Миграция в Западную или Южную Европу подразумевает принятие более высоких рисков и худших условий для обеспечения большего денежного потока. Ипотечный долг, взятый до 2008 года, часто является мотивацией для работы в обоих направлениях. Помимо обслуживания накопления капитала через параллельные каналы реиндустриализации и обслуживания долга, домашние хозяйства также часто субсидируют накопление капитала, оплачивая арендную плату рабочих и поездки на работу. Цена перемещения между внутренними иерархиями мегаполисов и сателлитов сегодня представляет собой новую площадку для инвестиций туристических компаний и компаний, занимающихся недвижимостью.

Отношения внутри неофициальных обменов, а также в домашних хозяйствах, как правило, иерархические. Их неравномерность лежит в основе неравномерных отношений накопления, которые они связывают. Патриархальные отношения, поддерживающие иерархическую дифференциацию между оплачиваемым и неоплачиваемым трудом в соответствии с гендерными ролями, репрессивные отношения, порождающие несвободные условия труда, или использование общественных сетей для выполнения функций экстрактивных (добывающих) отношений, также являются широко распространенными характеристиками этого нового бума неформальности.

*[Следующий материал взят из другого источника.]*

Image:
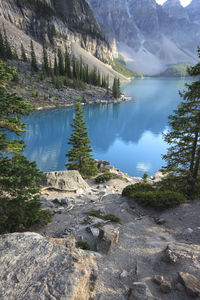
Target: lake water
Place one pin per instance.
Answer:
(129, 135)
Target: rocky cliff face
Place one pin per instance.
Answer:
(174, 9)
(147, 32)
(32, 267)
(59, 23)
(193, 10)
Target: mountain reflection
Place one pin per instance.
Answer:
(116, 130)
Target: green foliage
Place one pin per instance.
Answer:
(145, 177)
(183, 156)
(177, 70)
(79, 157)
(34, 67)
(138, 187)
(45, 62)
(159, 200)
(106, 176)
(84, 245)
(111, 217)
(19, 179)
(23, 54)
(116, 88)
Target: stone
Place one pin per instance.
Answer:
(169, 255)
(33, 267)
(66, 180)
(107, 239)
(158, 279)
(165, 287)
(187, 232)
(160, 221)
(123, 275)
(140, 291)
(191, 283)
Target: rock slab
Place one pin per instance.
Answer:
(66, 180)
(107, 239)
(191, 283)
(32, 267)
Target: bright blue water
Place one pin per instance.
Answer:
(129, 135)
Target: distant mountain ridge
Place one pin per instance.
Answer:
(58, 23)
(149, 35)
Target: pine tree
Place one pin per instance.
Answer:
(183, 156)
(55, 68)
(79, 157)
(45, 61)
(8, 50)
(67, 64)
(2, 47)
(34, 67)
(116, 88)
(61, 68)
(23, 54)
(19, 179)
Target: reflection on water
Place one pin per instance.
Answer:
(129, 135)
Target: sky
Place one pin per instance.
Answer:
(183, 2)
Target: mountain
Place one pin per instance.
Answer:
(174, 9)
(193, 10)
(148, 35)
(58, 23)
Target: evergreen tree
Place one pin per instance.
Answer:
(183, 156)
(67, 64)
(45, 61)
(23, 54)
(79, 157)
(2, 47)
(116, 88)
(61, 68)
(8, 50)
(55, 68)
(34, 67)
(19, 179)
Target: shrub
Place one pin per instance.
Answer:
(106, 176)
(157, 199)
(137, 187)
(84, 245)
(110, 217)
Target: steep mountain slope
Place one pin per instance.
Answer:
(59, 23)
(148, 36)
(193, 10)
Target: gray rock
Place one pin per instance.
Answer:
(66, 180)
(107, 239)
(165, 287)
(140, 291)
(191, 283)
(32, 267)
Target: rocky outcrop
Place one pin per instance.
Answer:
(32, 267)
(66, 180)
(193, 11)
(174, 9)
(58, 23)
(147, 32)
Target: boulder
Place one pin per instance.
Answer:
(107, 239)
(165, 287)
(191, 283)
(140, 291)
(66, 180)
(32, 267)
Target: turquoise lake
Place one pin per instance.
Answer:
(129, 135)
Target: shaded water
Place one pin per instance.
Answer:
(129, 135)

Традиции и значительный объем практик солидарности в Центральной и Восточной Европе ставят вопрос о том, как существующие практики могут быть связаны в экосистеме, чтобы служить генеративным, а не добывающим целям, и как такие усилия будут соотноситься с иерархическим и встроенным характером этих практик, в рамках существующих процессов накопления. И, наконец, этот вопрос указывает на исследование новых моделей солидарности и общих ресурсов с точки зрения таких иерархий, а также конструктивных стратегий союзов на основе принципов глобальной солидарности и устойчивости.

[1] Статья основана на рабочем документе Герго Бирталана, Агнеса Гадьи и Жужанны Псфаи «Экономика солидарности и общие ресурсы: последствия для Центральной и Восточной Европы». Написание рабочего документа поддержано Фондом Розы Люксембург.